On June 7, in response to her concerns, Tisdale ordered the exchanges to occur at the Frederick County Law Enforcement Center off Interstate 70, which includes headquarters for the sheriff's office and state police barracks.

It's unclear why Pumphrey agreed to the Thanksgiving exchange in such a secluded area.

"This is an opportunity to reinforce the message that the transfer of children is never best served in a private location like that," said Barbara Martin, CEO of Heartly House, which provides services to victims of domestic violence and sexual assault in Frederick. "For the safety of our clients, they need to proceed, if not in a justice center or visitation center, at the least in a very, very public location."

Martin said Frederick County officials are forming a Fatality Review Team, which seeks to learn how the system has failed victims of domestic violence and to propose changes to prevent other deaths. Martin said she hopes this will be the first case reviewed.

melissa.harris@baltsun.com tyeesha.dixon@baltsun.com

Sun reporters June Arney and Larry Carson contributed to this article.

Timeline

August 2005: Gail L. Brockdorff requests a protective order against her husband, David P. Brockdorff, and asks the court to order him to surrender his rifle.

Sept. 2, 2005: Final protective order granted by District Judge Oliver John Cejka Jr., who does not order surrender of the rifle.

Oct. 7, 2005: David Brockdorff appeals Cejka's order.

Nov. 3, 2005: Gail Brockdorff files for divorce.

Dec. 7, 2005: Gail Brockdorff wins the appeal, and Cejka's final protective order is reaffirmed by Circuit Judge Julie S. Solt.

Jan. 16, 2007: Divorce is granted. Gail Brockdorff adopts her birth name, Pumphrey.

April 13: Pumphrey requests second protective order and again asks that the rifle be taken away.

May 3: Circuit Judge John H. Tisdale accepts a consent order in lieu of a final protective order. Lawyers negotiated the order, which addresses only communication between the former spouses.

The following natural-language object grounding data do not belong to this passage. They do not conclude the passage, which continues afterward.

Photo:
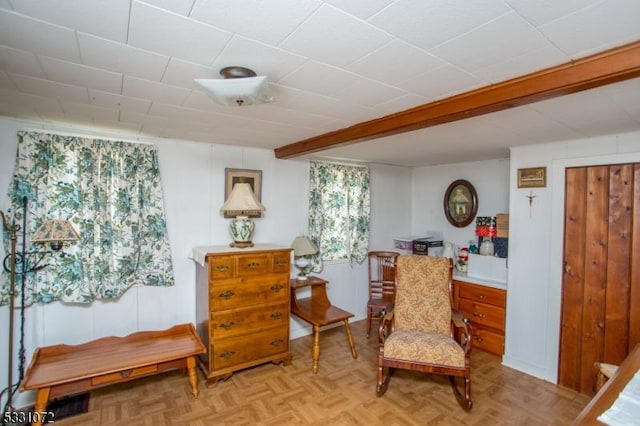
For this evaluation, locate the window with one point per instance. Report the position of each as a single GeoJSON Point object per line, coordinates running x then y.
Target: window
{"type": "Point", "coordinates": [112, 194]}
{"type": "Point", "coordinates": [339, 211]}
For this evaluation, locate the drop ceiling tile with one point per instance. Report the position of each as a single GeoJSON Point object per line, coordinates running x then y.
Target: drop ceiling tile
{"type": "Point", "coordinates": [111, 100]}
{"type": "Point", "coordinates": [383, 64]}
{"type": "Point", "coordinates": [344, 39]}
{"type": "Point", "coordinates": [401, 103]}
{"type": "Point", "coordinates": [542, 12]}
{"type": "Point", "coordinates": [183, 7]}
{"type": "Point", "coordinates": [113, 56]}
{"type": "Point", "coordinates": [517, 66]}
{"type": "Point", "coordinates": [319, 78]}
{"type": "Point", "coordinates": [174, 35]}
{"type": "Point", "coordinates": [50, 89]}
{"type": "Point", "coordinates": [428, 23]}
{"type": "Point", "coordinates": [37, 104]}
{"type": "Point", "coordinates": [362, 9]}
{"type": "Point", "coordinates": [87, 111]}
{"type": "Point", "coordinates": [441, 83]}
{"type": "Point", "coordinates": [597, 27]}
{"type": "Point", "coordinates": [81, 75]}
{"type": "Point", "coordinates": [501, 39]}
{"type": "Point", "coordinates": [29, 34]}
{"type": "Point", "coordinates": [267, 60]}
{"type": "Point", "coordinates": [182, 73]}
{"type": "Point", "coordinates": [108, 19]}
{"type": "Point", "coordinates": [20, 62]}
{"type": "Point", "coordinates": [5, 82]}
{"type": "Point", "coordinates": [368, 92]}
{"type": "Point", "coordinates": [152, 90]}
{"type": "Point", "coordinates": [347, 110]}
{"type": "Point", "coordinates": [270, 22]}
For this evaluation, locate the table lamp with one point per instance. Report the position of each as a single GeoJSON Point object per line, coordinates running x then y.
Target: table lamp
{"type": "Point", "coordinates": [303, 247]}
{"type": "Point", "coordinates": [241, 202]}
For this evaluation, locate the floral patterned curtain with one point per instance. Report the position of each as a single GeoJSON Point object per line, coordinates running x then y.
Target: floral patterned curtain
{"type": "Point", "coordinates": [112, 194]}
{"type": "Point", "coordinates": [338, 212]}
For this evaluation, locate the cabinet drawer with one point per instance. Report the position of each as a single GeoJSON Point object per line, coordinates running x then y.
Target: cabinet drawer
{"type": "Point", "coordinates": [480, 313]}
{"type": "Point", "coordinates": [487, 340]}
{"type": "Point", "coordinates": [239, 292]}
{"type": "Point", "coordinates": [221, 267]}
{"type": "Point", "coordinates": [235, 322]}
{"type": "Point", "coordinates": [478, 293]}
{"type": "Point", "coordinates": [230, 352]}
{"type": "Point", "coordinates": [253, 264]}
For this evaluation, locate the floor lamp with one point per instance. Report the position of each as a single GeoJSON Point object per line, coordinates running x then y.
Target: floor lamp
{"type": "Point", "coordinates": [12, 261]}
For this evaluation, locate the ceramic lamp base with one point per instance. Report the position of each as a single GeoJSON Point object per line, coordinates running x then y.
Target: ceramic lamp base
{"type": "Point", "coordinates": [241, 229]}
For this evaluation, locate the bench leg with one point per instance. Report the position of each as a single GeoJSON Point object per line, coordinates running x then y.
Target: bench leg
{"type": "Point", "coordinates": [316, 348]}
{"type": "Point", "coordinates": [193, 375]}
{"type": "Point", "coordinates": [40, 406]}
{"type": "Point", "coordinates": [347, 328]}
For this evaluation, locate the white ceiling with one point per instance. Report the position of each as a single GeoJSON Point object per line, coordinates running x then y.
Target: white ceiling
{"type": "Point", "coordinates": [128, 66]}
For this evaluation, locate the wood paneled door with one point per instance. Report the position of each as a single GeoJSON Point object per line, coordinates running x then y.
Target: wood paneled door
{"type": "Point", "coordinates": [601, 278]}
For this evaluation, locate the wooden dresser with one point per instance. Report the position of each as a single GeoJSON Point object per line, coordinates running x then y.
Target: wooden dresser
{"type": "Point", "coordinates": [242, 307]}
{"type": "Point", "coordinates": [485, 307]}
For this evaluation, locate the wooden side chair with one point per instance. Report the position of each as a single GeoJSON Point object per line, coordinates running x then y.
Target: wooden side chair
{"type": "Point", "coordinates": [423, 332]}
{"type": "Point", "coordinates": [382, 285]}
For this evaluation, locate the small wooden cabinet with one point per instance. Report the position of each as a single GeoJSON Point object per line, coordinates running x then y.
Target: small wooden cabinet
{"type": "Point", "coordinates": [242, 308]}
{"type": "Point", "coordinates": [485, 307]}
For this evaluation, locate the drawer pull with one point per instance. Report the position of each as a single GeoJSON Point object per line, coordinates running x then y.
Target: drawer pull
{"type": "Point", "coordinates": [227, 355]}
{"type": "Point", "coordinates": [276, 315]}
{"type": "Point", "coordinates": [227, 325]}
{"type": "Point", "coordinates": [227, 295]}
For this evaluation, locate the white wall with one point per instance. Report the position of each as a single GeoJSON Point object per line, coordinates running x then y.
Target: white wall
{"type": "Point", "coordinates": [535, 246]}
{"type": "Point", "coordinates": [490, 179]}
{"type": "Point", "coordinates": [193, 183]}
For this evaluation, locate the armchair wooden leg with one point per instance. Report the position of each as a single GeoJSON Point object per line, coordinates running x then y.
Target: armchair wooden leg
{"type": "Point", "coordinates": [347, 328]}
{"type": "Point", "coordinates": [465, 401]}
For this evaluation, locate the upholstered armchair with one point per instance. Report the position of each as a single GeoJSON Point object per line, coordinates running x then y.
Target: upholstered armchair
{"type": "Point", "coordinates": [423, 332]}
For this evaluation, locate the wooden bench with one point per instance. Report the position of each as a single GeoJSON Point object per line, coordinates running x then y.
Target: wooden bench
{"type": "Point", "coordinates": [61, 370]}
{"type": "Point", "coordinates": [318, 311]}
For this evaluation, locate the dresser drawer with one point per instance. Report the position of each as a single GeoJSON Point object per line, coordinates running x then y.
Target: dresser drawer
{"type": "Point", "coordinates": [478, 293]}
{"type": "Point", "coordinates": [281, 262]}
{"type": "Point", "coordinates": [239, 292]}
{"type": "Point", "coordinates": [230, 352]}
{"type": "Point", "coordinates": [487, 340]}
{"type": "Point", "coordinates": [253, 264]}
{"type": "Point", "coordinates": [483, 314]}
{"type": "Point", "coordinates": [221, 267]}
{"type": "Point", "coordinates": [236, 322]}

Brockdorff's rifle is neither discussed at the hearing nor addressed in the consent order.

Nov. 22: Brockdorff kills his ex-wife and their three children with the rifle, then commits suicide.

[Source: Frederick County court records]

A headline in yesterday's editions of The Sun incorrectly characterized the ability of the Frederick County courts to force the surrender of a rifle after the issuance of a protective order. They had the authority but did not exercise it.The Sun regrets the error.